The Northern Pine Plains Partnership is supported in part by the Great Lakes Restoration Initiative, the U.S. Fish & Wildlife Service and the Michigan Department of Natural Resources’ Wildlife Habitat Grant Program.

Huron Pines AmeriCorps Members Learn & Collect Seed on Rare Landscapes

Huron Pines AmeriCorps members spent a sunny September day with the Huron Pines Stewardship Team exploring Northern Michigan’s jack pine barrens and learning how to restore and propagate the native plants found on these rare landscapes.

Seth Lanning, a 2021 Huron Pines AmeriCorps member, collects native seed from a pine barren ecosystem.

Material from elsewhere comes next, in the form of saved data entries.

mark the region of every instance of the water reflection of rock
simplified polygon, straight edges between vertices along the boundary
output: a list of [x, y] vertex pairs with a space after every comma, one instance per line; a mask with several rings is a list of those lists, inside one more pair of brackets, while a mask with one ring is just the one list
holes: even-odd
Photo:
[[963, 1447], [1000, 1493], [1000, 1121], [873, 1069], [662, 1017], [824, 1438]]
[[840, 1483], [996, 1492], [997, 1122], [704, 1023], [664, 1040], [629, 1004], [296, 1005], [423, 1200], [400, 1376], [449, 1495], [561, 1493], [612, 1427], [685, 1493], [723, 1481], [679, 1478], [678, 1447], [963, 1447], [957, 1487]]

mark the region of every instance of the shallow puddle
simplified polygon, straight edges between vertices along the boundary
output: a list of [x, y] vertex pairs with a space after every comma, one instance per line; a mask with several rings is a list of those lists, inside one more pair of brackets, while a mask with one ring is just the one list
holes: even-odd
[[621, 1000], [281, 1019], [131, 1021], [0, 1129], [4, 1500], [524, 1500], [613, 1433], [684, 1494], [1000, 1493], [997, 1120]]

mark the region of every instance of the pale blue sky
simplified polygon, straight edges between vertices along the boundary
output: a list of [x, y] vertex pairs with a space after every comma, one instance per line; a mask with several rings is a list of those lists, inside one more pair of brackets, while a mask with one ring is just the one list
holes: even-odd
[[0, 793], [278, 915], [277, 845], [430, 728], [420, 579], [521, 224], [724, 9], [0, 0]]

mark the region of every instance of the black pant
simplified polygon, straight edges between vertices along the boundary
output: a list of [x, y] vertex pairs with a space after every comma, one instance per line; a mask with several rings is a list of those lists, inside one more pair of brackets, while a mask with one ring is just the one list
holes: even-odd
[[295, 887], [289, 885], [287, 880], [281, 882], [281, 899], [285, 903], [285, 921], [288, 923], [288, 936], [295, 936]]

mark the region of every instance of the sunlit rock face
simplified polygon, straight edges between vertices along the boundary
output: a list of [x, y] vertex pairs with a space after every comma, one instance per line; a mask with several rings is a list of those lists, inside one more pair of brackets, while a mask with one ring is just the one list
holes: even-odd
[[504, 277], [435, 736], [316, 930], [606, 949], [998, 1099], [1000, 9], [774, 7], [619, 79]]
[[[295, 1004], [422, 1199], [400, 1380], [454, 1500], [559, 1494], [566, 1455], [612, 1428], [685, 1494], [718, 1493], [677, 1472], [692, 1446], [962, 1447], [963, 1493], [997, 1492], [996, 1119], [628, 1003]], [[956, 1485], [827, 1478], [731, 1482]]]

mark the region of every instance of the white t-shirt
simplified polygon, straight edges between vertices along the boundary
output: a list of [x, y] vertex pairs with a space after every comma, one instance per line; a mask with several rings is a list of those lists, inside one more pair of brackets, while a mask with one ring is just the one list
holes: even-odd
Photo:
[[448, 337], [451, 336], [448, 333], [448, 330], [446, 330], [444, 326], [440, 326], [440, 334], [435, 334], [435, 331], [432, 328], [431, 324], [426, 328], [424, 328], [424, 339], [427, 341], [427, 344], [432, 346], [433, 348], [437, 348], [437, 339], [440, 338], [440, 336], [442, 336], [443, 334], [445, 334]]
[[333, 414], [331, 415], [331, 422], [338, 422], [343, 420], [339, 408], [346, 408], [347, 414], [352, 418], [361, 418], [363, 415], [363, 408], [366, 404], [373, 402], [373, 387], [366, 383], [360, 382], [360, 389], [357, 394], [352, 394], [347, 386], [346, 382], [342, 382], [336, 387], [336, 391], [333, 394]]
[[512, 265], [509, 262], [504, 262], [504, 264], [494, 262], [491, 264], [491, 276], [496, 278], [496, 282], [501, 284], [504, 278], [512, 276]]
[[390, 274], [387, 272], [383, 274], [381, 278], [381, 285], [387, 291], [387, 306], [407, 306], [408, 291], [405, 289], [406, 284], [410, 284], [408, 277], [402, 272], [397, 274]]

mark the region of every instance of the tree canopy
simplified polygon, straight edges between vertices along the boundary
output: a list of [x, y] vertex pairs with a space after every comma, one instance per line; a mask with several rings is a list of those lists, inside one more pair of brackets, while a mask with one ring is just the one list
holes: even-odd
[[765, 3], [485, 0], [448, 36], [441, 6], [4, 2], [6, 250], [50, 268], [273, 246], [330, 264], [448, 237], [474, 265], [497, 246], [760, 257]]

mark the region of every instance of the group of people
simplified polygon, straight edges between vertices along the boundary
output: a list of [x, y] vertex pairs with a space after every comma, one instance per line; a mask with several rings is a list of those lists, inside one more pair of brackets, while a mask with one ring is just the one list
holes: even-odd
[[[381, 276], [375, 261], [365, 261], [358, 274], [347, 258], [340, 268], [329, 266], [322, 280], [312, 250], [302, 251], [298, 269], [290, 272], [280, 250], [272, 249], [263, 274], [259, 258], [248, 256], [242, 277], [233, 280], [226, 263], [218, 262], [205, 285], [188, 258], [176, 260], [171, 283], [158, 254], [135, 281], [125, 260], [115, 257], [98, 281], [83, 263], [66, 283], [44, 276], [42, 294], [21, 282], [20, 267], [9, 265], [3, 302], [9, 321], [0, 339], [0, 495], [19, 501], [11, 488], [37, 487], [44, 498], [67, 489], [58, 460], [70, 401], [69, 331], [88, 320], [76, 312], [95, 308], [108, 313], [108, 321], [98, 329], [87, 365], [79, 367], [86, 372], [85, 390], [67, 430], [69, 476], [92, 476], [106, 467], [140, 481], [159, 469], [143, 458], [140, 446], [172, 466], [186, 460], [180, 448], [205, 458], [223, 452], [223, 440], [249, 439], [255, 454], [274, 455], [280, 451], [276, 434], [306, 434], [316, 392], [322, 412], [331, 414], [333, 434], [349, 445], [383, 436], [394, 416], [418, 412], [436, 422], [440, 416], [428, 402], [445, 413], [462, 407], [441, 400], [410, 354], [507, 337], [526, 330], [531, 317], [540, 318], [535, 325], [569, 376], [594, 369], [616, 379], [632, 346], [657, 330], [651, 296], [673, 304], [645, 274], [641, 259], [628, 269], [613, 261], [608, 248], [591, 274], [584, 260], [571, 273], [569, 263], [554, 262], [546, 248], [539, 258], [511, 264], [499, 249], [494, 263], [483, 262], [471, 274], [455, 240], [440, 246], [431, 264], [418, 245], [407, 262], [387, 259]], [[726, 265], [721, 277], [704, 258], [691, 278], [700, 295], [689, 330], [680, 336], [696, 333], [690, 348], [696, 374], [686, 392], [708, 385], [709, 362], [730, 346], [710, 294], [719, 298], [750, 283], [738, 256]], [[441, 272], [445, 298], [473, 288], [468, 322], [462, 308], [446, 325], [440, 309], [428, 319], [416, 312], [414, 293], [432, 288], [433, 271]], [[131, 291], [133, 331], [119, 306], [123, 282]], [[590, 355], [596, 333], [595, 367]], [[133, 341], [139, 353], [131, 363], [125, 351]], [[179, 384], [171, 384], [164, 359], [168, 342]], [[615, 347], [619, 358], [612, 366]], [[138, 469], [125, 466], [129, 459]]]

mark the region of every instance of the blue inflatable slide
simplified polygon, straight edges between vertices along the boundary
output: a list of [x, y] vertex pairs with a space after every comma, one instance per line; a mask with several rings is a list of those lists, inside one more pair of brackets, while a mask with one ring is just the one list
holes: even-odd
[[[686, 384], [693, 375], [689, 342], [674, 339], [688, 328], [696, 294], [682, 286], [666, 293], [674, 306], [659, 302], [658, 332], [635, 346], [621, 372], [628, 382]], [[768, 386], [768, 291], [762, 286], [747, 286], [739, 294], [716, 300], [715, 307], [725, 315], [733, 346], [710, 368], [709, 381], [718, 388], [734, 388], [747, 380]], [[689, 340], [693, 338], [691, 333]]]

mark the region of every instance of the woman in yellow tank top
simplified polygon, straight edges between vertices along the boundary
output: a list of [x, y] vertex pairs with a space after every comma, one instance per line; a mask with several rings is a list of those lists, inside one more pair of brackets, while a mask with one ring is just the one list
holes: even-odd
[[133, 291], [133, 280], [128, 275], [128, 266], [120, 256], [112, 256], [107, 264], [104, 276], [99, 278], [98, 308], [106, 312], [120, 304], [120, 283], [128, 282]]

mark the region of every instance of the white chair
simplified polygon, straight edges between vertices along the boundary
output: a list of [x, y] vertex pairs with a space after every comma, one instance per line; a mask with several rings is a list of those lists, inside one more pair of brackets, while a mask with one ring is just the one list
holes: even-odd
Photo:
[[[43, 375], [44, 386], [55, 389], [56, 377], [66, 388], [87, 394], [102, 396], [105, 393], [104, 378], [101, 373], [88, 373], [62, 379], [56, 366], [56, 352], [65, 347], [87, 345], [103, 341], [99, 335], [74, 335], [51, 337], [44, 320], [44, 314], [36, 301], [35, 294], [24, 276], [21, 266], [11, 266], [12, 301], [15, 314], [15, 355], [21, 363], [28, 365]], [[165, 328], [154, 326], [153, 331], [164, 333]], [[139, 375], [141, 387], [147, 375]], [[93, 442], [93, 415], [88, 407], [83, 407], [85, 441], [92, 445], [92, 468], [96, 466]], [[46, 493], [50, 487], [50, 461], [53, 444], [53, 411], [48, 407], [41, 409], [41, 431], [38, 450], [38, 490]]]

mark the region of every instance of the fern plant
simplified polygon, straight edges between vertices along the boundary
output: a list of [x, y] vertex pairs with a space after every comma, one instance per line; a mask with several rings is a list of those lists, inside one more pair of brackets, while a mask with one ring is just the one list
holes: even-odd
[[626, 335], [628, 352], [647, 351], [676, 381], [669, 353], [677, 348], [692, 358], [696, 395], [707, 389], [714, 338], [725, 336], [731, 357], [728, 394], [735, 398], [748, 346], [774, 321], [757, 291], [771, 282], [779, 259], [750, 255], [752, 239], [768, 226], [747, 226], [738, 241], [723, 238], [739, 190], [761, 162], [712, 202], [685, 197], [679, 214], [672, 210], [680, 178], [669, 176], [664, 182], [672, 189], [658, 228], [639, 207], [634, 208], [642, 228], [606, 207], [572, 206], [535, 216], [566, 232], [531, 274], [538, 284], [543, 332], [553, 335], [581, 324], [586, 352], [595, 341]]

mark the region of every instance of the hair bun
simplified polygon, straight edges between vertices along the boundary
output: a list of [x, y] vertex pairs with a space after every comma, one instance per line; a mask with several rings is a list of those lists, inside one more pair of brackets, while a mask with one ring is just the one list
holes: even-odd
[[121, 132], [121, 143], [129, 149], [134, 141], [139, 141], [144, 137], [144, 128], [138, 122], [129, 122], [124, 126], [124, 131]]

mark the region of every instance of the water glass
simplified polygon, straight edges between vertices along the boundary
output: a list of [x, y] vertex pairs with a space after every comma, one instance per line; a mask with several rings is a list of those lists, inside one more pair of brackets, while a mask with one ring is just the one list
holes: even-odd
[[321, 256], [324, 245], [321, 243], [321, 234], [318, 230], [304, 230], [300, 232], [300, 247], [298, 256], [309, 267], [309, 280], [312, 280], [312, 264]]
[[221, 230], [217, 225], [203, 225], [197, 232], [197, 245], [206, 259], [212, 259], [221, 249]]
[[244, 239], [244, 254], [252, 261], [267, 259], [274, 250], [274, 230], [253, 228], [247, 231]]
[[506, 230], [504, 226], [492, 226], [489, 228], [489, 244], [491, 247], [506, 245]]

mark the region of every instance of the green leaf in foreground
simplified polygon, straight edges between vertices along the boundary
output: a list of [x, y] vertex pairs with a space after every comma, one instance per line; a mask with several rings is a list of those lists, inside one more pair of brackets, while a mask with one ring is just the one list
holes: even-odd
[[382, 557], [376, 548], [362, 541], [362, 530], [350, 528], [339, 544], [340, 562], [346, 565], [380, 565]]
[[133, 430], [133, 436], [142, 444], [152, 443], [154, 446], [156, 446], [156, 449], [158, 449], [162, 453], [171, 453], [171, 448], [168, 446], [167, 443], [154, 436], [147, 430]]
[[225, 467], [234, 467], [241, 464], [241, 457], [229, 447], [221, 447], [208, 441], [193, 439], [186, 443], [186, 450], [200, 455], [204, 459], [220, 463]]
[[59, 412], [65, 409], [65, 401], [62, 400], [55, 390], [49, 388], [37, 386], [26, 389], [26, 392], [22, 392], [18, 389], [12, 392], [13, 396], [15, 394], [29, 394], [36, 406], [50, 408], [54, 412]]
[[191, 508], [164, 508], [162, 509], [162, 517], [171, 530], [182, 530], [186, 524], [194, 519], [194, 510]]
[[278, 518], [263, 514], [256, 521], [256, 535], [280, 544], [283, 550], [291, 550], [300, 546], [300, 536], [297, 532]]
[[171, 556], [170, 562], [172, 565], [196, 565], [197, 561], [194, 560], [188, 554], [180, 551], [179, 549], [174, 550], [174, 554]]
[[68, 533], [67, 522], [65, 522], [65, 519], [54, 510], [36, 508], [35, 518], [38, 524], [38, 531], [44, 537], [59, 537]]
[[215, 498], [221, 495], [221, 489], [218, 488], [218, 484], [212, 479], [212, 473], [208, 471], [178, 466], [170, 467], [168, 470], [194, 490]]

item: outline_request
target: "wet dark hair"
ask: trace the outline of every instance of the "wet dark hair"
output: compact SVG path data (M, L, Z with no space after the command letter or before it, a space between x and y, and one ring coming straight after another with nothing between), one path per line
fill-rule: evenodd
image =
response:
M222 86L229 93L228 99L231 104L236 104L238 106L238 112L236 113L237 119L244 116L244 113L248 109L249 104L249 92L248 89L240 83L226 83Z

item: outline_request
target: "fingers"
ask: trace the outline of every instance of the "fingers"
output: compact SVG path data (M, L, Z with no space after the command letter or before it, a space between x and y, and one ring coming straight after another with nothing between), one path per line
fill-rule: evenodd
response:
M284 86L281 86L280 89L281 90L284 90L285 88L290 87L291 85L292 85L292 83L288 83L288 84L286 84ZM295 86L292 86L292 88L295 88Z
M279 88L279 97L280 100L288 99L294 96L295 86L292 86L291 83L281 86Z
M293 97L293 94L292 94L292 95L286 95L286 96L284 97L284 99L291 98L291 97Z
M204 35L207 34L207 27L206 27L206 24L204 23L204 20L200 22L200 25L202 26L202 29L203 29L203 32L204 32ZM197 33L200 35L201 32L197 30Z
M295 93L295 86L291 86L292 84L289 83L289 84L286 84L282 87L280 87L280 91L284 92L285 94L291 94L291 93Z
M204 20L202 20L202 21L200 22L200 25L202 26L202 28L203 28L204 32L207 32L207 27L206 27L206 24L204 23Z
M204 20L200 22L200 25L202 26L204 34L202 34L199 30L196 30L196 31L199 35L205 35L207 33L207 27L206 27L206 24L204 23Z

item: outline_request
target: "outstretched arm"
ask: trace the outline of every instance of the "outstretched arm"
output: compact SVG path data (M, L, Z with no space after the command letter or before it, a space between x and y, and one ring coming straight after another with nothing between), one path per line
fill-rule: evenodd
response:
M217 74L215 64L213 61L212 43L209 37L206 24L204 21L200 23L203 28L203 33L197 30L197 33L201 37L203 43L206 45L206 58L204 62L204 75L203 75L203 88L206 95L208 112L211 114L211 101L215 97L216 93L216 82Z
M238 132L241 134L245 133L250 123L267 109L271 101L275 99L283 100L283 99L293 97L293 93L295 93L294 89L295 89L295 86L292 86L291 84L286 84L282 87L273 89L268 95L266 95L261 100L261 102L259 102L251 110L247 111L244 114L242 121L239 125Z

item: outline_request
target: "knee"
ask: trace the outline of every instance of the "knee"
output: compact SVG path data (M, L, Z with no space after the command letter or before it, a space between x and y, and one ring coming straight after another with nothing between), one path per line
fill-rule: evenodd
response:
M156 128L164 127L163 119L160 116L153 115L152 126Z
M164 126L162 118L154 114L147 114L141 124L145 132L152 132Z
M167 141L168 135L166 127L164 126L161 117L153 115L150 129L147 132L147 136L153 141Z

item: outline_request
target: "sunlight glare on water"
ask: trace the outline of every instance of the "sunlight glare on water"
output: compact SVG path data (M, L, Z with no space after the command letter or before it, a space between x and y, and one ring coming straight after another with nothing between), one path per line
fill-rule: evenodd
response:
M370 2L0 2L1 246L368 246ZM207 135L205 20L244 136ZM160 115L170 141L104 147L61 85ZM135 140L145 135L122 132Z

Over the course of the morning, members learned the importance of using locally sourced
plant species to restore habitats and practiced identifying native wildflowers and grasses. In the afternoon, members put their knowledge to the test, collecting seeds from a pine barren ecosystem at the Camp Grayling Joint Maneuver Training Center, a 148,000 acre military training center. In an effort supported by Camp Grayling, Michigan Department of Natural Resources, U.S. Fish and Wildlife Service and U.S. Forest Service, Huron Pines works to restore biodiversity on the grounds of the expansive training facility. The habitat restoration includes removing invasive species and gathering native wildflower and grass seeds for future planting across Northern Lower Michigan.

After native seed is collected, it is brought back to the Huron Pines office and is dried, cleaned and stored until it is planted or propagated. The Huron Pines Stewardship Team plans to collect native plant genotypes with the intention of restoring, creating or enhancing native habitats within Lower Northern Michigan.

This seed collection effort is being replicated on a larger, region-wide scale through the Northern Pine Plains Partnership, a collaborative of conservation organizations committed to restoring the pine plain landscapes in Northeast Michigan.